Red Springs is a town in Shawano County, Wisconsin, United States. As of the 2020 census, the town had a total population of 993. The unincorporated community of Morgan is located in the town. The census-designated place of Middle Village is also located partially in the town.

==Geography==
According to the United States Census Bureau, the town has a total area of 36.5 square miles (94.4 km^{2}), of which 35.8 square miles (92.6 km^{2}) is land and 0.7 square mile (1.8 km^{2}) (1.92%) is water.

The federally recognized Stockbridge-Munsee Community is located in Red Springs and nearby Bartelme. A section of the Menominee Indian Reservation is also located in the town.

==Demographics==
As of the 2019, there were 915 people, 324 households, and 255 families residing in the town. The population density was 25.1 people per square mile (9.9/km^{2}). There were 438 housing units at an average density of 12 per square mile (4.6/km^{2}). The racial makeup of the town was 45.87% White, 51.58% Native American, 0.10% Asian, and 2.45% from two or more races. Hispanic or Latino of any race were 3.87% of the population.

There were 324 households, out of which 40.7% had children under the age of 18 living with them, 55.6% were married couples living together, 15.7% had a female householder with no husband present, and 21.0% were non-families. 14.8% of all households were made up of individuals, and 5.9% had someone living alone who was 65 years of age or older. The average household size was 2.94 and the average family size was 3.24.

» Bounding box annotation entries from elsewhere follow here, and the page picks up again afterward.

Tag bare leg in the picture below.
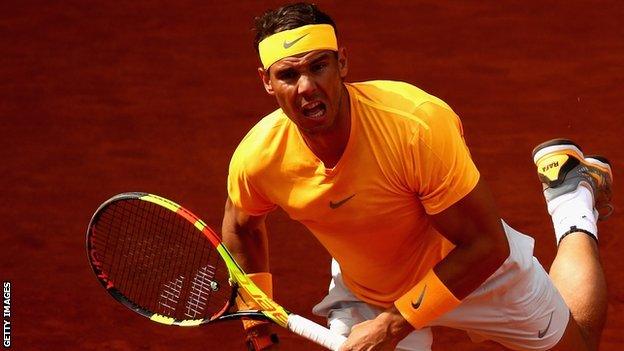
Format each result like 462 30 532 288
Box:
550 232 607 350
533 139 613 351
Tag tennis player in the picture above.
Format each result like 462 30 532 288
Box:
222 3 612 351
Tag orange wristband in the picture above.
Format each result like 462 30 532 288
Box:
236 272 273 330
394 269 461 329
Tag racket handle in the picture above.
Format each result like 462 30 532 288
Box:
288 314 347 351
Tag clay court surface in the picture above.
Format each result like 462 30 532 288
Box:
0 1 624 350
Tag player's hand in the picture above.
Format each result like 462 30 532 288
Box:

In the town, the population was spread out, with 32.7% under the age of 18, 6.7% from 18 to 24, 25.3% from 25 to 44, 22.5% from 45 to 64, and 12.7% who were 65 years of age or older. The median age was 35 years. For every 100 females, there were 100.2 males. For every 100 females age 18 and over, there were 99.4 males.

The median income for a household in the town was $40,833, and the median income for a family was $45,625. Males had a median income of $30,208 versus $24,750 for females. The per capita income for the town was $13,736. About 11.6% of families and 11.6% of the population were below the poverty line, including 18.9% of those under age 18 and 1.2% of those age 65 or over.